Unlike Love Yes, their giddy New Wave statement from 2016, Good Fruit seems to follow a much more deliberate path. That’s an intentional shiftsince sister, drummer, and soon-to-be-mother Katherine switched from pounding drums to programming beats, the trio decided to lean even harder into their collective obsession for synths. So instead of the spontaneous, full-band writing sessions from last time, TEEN steadily built their next album, block by block, over 18 months. “Lizzie and I write really moody songs, and it was nice to dig into that even further,” says Teeny. “It took some adjusting, but I feel like it was very beneficial, because we came out with something very different, which was what we wanted.” This led to energized bangers like “Runner,” which wouldn’t sound out of place on a playlist with Santigold or Janelle Monáe.

But while Good Fruit might glisten like pop with these fresh coats of varnish, the Lieberson sisters still hold nuanced discourse on the subject of letting go. As Teeny explains, the album breaks neatly into two halves, with the Kate Bush-like meditation “Connection” bridging the gap from holding hands to parting ways. “The first half is really thinking about the desperation of connection, and needing it so badly, and the comfort of that,” she says. “The second half is the processing of that…the process of moving forward, and what it means to be valuable to another person, and how to show up, and how to not show up.”

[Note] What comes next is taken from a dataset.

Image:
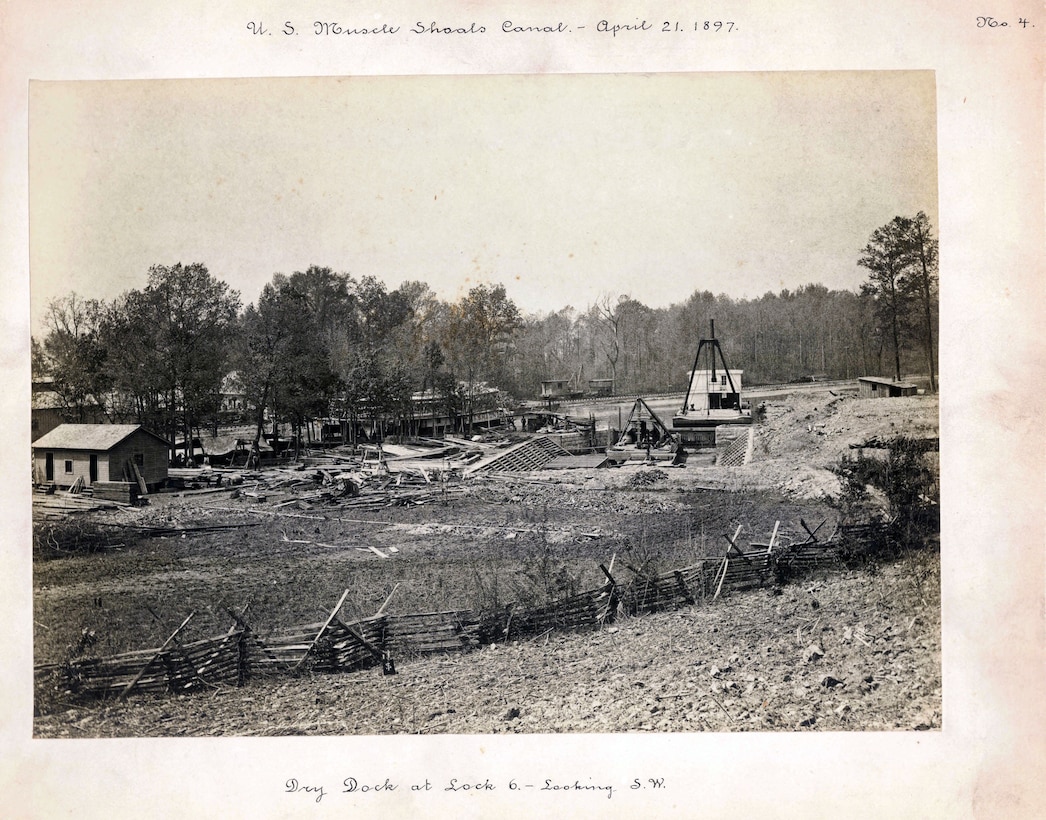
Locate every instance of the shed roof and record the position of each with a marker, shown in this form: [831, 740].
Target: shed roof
[890, 382]
[90, 436]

Back on the first side of Good Fruit, lead single “Only Water” might sound like a night out in a packed rave. But under the strobes, Teeny talks about how to move on from the loss of their recently deceased father. “It’s reflecting on possession, and the idea of attachment to somebody within your lifetime, and trying to let go,” she says.

Ultimately, Teeny and her sisters hope that listeners can dig as deep into Good Fruit as they can. “What I find in music, or what I search for, is some sense of understanding,” Teeny says. “However you relate to the music, I hope that people seek that solace in music that we make. That’s why I listen to music. So I feel like, if that were uplifting or inspiring to people, that would be the greatest thing.”